MCOs must shift focus to primary prevention
MCOs must shift focus to primary prevention
Employers ask MCOs for wellness programs
It's time for managed care organizations (MCOs) to break out of their reactive medical model. It's no longer enough to say, "If we develop a disease management program, they will come." Instead, MCOs must develop global, well-integrated health promotion efforts aimed at preventing disease rather than managing it, experts say.
The first step is the periodic capture of key information on your plan members, says Larry S. Chapman, MPH, Chairman and senior consultant for Summex, an integrated health management services company in Seattle. "Many MCOs don't have data systems that can make connections between the elements necessary to manage long-term health risk reduction programs population-wide in a proactive fashion," he says.

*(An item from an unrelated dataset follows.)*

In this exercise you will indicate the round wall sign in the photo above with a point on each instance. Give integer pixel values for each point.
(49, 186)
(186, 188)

Information Chapman says MCOs must track regularly includes the following:
· health risk prevalence;
· health behavioral patterns;
· readiness to change;
· newly diagnosed conditions;
· medical activity/utilization;
· anticipated health care use (such as a scheduled surgical procedure);
· adequacy of support network;
· mental health events (stressful life events);
· personal perception of health.
"The information you need to plan effective health promotion programs can be gathered with the help of a few well-worded questions on a health risk appraisal [HRA]. If you have a handle on this information you can target the risks you want to focus on," Chapman says. "For example, medical activity and utilization can be handled with a few questions about the number of times members have seen their primary care provider or visited the emergency room in the past year. Support network can be assessed with questions about friends, community involvement, relatives living locally, etc. Your goal should be to gather information that allows you to move slowly but steadily upstream from disease management to disease prevention programs."
However, administering HRAs should not be used for program development alone, he notes. "It's important that you follow-up on any identified risks," he says. "For example, if a member's HRA indicates that he or she has three or four identified risk factors for heart disease, find an intervention that fits the risk and take action.
"Do you have a newsletter on heart disease risk reduction you can send the member? Do you have a health educator or case manager who can call the member and discuss risk reduction? Does the member's employer have a workplace health promotion program designed to reduce risk of heart disease you can refer the member to? Does the local hospital offer a stress management program?"
The big threeHealth promotion efforts fall into three categories, Chapman says. Those are:
· Tertiary prevention efforts. "In tertiary prevention, a diagnosis has been confirmed and efforts are made to manage or control utilization and acuity," he says. This is the approach most familiar to case managers.
· Primary prevention efforts. "Primary prevention programs attempt to reduce precursors to morbidity," Chapman explains. "These programs include weight reduction and smoking cessation programs."
· Secondary prevention efforts. "Secondary prevention efforts include early screening and health assessment efforts aimed at identifying risk early enough to intervene and change clinical outcomes." An example of this type of activity includes offering a pregnancy risk screening tool to all pregnant members to identify women at risk for premature labor.
The key to a successful MCO-based health promotion effort is to focus on programs that yield high return in the first year, Chapman says. "Many MCOs complain that there is too much member mobility between plans to make investing in health promotion activities practical. The argument goes like this: Members leave the plan long before MCOs can measure the effects of their weight management or smoking cessation programs and reap the economic benefits of risk reduction," he says. (For more on factors deterring MCOs from entering the health promotion arena, see story, p. 87.) "It's true that a small percentage of MCO members turn over frequently. But most MCOs have 60% of their members with them for an average of 15 years. The key is to start your health promotion efforts by developing programs that bring high yield in terms of cost savings even for those plan members who may leave you in the first two years."
The global perspectiveSome examples of health promotion programs Chapman says produce almost immediate reductions in health care costs include:
· Medical self-care training. "It's not enough to hand out a good medical self-care text. We've found that the most effective way to encourage self-care is to have plan members attend a course where the book is used to work through some case examples."
· Seat belt use programs. "Seat belt campaigns are easy and yield immediate obvious results," he says.
· Somatic complaint interventions. "Nearly one-third of all primary care and emergency room visits are for somatic complaints such as migraine headaches or chronic indigestion. Helping plan members identify those patterns and take better care of themselves greatly reduces your total number of office and ER visits."
"There has been a basic innate flaw in the way MCOs have structured prevention efforts to date," Chapman says. "They have not thought from a global perspective. They've allowed garden variety programs to sprout here and there without any one person in charge of the full view." (For details on common pitfalls of health promotion programs, see stories at right and on p. 86.)
He blames HEDIS (The Health Plan Employer Data Information Set developed by the National Committee for Quality Assurance in Washing ton, DC) for the narrow focus most MCOs take to health promotion and disease prevention activities.
"HEDIS focuses on countable events," he notes. "It asks health plans to count the diabetic rather than to count the person who has risk factors for diabetes. This turns the focus of prevention to tertiary prevention efforts rather than primary prevention efforts," he explains.